Многие опасаются, что подобный сценарий рано или поздно может угрожать самой авторитетной и успешной африканской стране — ЮАР. Первому чернокожему президенту Нельсону Манделе и его преемникам Табо Мбеки и Джейкобу Зуме удалось не напугать и сохранить белое меньшинство, являющееся опорой национальной экономики. Однако новой Южной Африке еще нет 20 лет, а глубокое социальное расслоение и массовая бедность таковы, что нельзя исключать на будущее сценария поиска козлов отпущения среди бывшего привилегированного сословия.
Пример президента Зимбабве и других африканских руководителей, находившихся у власти годы и даже десятилетия, показывает, как изначальная легитимность, укорененная в освободительном движении и авторитете отца-основателя, растрачивается по мере превращения харизматического вождя в заурядного диктатора.
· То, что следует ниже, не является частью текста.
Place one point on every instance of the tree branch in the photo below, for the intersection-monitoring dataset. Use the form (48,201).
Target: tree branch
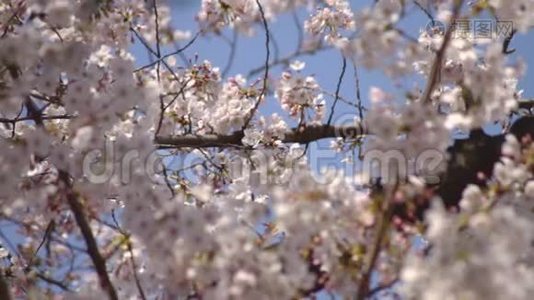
(92,247)
(303,136)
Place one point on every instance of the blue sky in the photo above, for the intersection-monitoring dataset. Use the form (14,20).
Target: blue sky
(325,65)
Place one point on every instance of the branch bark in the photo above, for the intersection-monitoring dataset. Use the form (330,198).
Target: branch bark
(92,247)
(295,135)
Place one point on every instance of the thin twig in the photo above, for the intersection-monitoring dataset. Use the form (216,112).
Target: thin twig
(436,66)
(87,234)
(338,88)
(266,71)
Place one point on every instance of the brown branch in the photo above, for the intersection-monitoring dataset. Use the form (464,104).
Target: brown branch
(266,70)
(4,287)
(92,247)
(303,135)
(382,230)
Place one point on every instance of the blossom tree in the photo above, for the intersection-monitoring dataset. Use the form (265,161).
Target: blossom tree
(94,206)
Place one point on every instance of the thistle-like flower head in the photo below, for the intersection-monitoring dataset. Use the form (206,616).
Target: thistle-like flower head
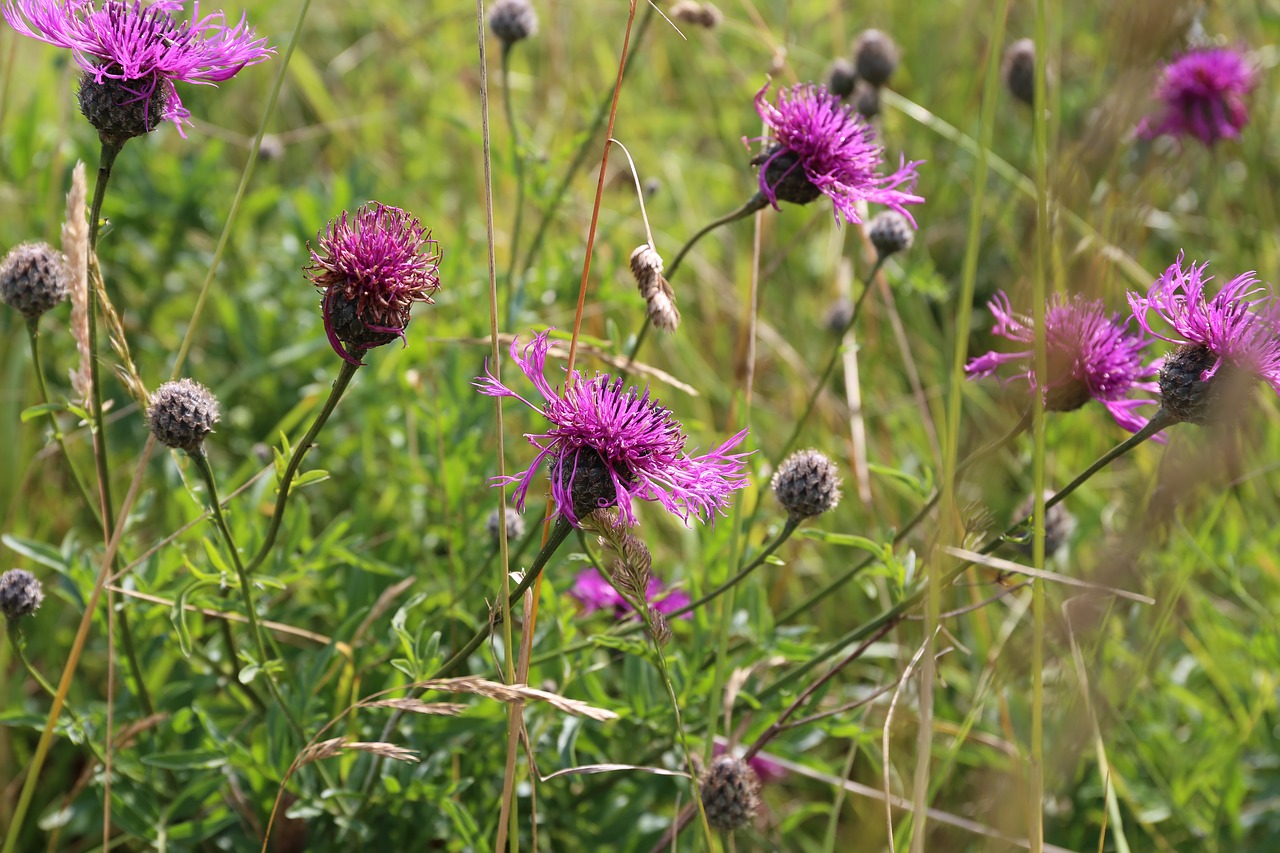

Роберт Мугабе, романтический красавец с обаянием сильного, но очень разумного лидера, многие годы был кумиром не только в своей стране и Африке, но и на Западе. В какой момент он стал автократом, озабоченным исключительно сохранением личной власти, определить трудно, но понятно, что привычка к несменяемости неизбежно приводит именно к такому результату.
Мугабе повезло больше, чем его коллегам-долгожителям в Северной Африке, до собственной «весны» он не доживет. Политические волнения середины 2000-х Мугабе подавил частью грубой силой, частью переиграв оппозицию вовлечением ее во власть и, соответственно, перекладыванием на нее ответственности. Вероятно, он даже удостоится посмертного чествования как герой национального освобождения, избежав изгнания, как проведший последние годы в Зимбабве эфиопский «красный негус» Менгисту Хайле Мариам, позора, как экстравагантный угандийский диктатор Иди Амин, или мучительной смерти, как Муамар Каддафи, в свое время приютивший свергнутого Амина. Впрочем, больше всех, наверное, посчастливилось бен Белле: его вовремя отрешили от должности, в результате он не пополнил ряды бессрочно цеплявшихся за власть президентов. Прожив долгую жизнь, он вошел в историю как благородный воин — своей ролью в освобождении и создании Алжира, а не в качестве примера того, во что может превратиться бесстрашный борец за независимость, избыточно задержавшийся у штурвала.